William said:
Yes. And to see a real world example of such a program failing because of
this (not that undefined means it must fail), try this compiler
http://fabrice.bellard.free.fr/tcc/
w/ your code, using the -b switch (bounds checker). I never heeded the
standard on this point until I started using TCC to improve my code
portability.
I must say there are some circumstances where it is indeed desirable to
iterate backwards. For example, I had to tweak many places in a memory
pool library because I would iterate backwards from a given pointer
reading bookkeeping information until I hit a terminator bit. Took me hours to
figure out why my program would crash using TCC:
/*
* Beginning from *p, work backwards reconstructing the value of an
* rbitsint_t integer. Stop when the highest order bit of *p is set, which
* should have been previously preserved as a marker. Return the
* reconstructed value, setting *end to the last position used of p.
*/
static inline rbitsint_t rbits_get(unsigned char *p, unsigned char **end) {
rbitsint_t i = 0; /* currently typedef to size_t */
int n = 0;
do {
i |= (*p & ~(1 << (CHAR_BIT - 1))) << (n++ * (CHAR_BIT - 1));
Two problems with this line.
First, ~(1 << (CHAR_BIT - 1)) is a questionable expression. 1 << (CHAR_BIT -
1) is a signed integer, to which ~ is applied. The value of the result is
implementation-defined. This will happen to work here because *p is at most
as wide as the bitmask, so the irrelevant bits will be masked out and the
actual value of the expression doesn't matter. Still, this is a habit best
unlearned. Use U<FOO>_MAX >> 1 for the all-ones-except-the-MSB bitmask,
where U<FOO>_MAX can be defined if necessary as ((unsigned foo) -1).

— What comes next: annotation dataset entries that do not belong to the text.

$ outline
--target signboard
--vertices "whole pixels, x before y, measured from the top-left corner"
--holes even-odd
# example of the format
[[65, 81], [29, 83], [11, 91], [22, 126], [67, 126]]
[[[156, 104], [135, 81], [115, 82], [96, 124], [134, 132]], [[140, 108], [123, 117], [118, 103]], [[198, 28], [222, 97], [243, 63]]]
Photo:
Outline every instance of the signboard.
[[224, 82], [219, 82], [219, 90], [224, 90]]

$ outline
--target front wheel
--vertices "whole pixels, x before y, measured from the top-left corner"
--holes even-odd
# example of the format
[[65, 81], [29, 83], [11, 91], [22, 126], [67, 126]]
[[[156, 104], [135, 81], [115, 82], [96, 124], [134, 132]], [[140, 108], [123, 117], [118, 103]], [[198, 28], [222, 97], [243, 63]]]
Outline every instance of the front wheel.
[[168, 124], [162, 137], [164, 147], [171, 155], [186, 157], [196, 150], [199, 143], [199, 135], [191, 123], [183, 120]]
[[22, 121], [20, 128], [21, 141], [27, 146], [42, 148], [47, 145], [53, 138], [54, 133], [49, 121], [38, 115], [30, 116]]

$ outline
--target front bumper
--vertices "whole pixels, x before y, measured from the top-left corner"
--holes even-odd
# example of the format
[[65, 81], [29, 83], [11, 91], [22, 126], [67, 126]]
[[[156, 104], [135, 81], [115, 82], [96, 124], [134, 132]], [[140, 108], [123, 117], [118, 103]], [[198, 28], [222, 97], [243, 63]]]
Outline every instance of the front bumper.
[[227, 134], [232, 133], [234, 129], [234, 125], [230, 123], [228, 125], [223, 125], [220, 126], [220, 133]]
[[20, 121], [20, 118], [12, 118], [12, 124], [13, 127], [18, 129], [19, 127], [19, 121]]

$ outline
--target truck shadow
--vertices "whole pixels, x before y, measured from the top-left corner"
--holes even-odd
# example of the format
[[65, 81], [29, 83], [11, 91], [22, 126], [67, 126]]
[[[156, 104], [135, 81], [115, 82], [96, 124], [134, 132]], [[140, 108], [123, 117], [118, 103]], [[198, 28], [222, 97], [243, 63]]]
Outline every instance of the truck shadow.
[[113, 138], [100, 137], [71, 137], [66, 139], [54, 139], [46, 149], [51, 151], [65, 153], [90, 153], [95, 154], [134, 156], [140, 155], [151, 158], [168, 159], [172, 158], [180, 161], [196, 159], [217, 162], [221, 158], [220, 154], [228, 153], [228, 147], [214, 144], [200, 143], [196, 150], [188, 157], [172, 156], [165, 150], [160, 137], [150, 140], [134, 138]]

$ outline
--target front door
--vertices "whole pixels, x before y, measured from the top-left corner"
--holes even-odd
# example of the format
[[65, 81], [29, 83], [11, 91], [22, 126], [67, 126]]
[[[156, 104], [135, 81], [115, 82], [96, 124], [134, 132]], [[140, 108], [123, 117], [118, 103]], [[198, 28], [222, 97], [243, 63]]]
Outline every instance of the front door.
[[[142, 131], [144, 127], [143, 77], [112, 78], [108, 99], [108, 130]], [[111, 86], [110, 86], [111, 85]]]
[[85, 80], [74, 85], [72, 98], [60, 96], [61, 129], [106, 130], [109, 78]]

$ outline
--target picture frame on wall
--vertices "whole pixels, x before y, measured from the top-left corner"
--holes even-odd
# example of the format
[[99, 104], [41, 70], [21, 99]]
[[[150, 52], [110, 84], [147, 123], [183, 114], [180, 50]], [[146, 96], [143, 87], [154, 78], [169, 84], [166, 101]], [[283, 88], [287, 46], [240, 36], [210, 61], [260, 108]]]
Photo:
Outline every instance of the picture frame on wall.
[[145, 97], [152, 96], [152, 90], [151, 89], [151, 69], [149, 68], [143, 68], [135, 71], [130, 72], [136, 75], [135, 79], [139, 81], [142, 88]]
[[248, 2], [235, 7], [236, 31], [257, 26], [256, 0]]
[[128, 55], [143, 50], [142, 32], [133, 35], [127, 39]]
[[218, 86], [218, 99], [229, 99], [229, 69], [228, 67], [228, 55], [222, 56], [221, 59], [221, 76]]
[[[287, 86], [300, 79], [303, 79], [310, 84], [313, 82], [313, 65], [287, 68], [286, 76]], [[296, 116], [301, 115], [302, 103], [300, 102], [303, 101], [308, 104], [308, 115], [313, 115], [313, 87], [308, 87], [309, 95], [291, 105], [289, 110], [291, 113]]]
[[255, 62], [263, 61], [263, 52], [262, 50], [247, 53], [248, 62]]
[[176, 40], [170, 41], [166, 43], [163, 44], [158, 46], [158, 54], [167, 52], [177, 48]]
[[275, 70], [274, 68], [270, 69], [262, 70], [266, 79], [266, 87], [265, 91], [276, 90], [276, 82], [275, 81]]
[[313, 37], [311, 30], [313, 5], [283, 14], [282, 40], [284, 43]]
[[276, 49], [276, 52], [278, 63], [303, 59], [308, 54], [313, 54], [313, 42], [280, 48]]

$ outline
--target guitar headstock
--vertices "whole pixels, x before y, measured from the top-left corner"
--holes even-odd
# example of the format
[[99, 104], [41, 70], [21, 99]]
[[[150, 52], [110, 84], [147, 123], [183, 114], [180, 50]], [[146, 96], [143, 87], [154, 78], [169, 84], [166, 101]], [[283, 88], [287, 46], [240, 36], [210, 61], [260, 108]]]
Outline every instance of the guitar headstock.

Second, (*p & ~(1 << (CHAR_BIT - 1))) is an int. You then shift this int by
(n++ * (CHAR_BIT - 1)), which has potential for undefined behavior since it
can exceed the width of an int. What you want is to shift an rbitsint_t, not
an int. (Unlike the previous issue, this can be a real problem -- try
typedef'ing rbitsint_t as a 64-bit type on a 32-bit architecture and reading
more than 32 value bits into it to see what I mean.)
This should fix both issues:
i |= (rbitsint_t) (*p & (UCHAR_MAX >> 1)) << (n++ * (CHAR_BIT - 1));
} while (!(*(p--) & (1 << (CHAR_BIT - 1))));
*end = p + 1;
return i;
} /* rbits_get() */
Not inspired by the overflow observation, but here's my take:
#define LOMASK (UCHAR_MAX >> 1)
#define MSB (LOMASK + 1)
static inline rbitsint_t rbits_get(unsigned char *p, unsigned char **end) {
rbitsint_t i;
unsigned char *q = p;
while (!(*q & MSB)) --q;
*end = q;
i = *q & LOMASK;
while (++q <= p) {
i = i << (CHAR_BIT - 1) | *q;
}
return i;
}
Yes, it's more lines; yes, I go backwards just to go forwards again. If the
operations involved are expensive, this is not a good idea, but here the
operations aren't expensive. I personally find this easier to read, and for
my compiler and my machine (YMMV) it's actually faster.
Of course, I assume you've rewritten your code since discovering the
one-before-the-beginning bug, possibly even along these lines, so my point
may be moot.
S.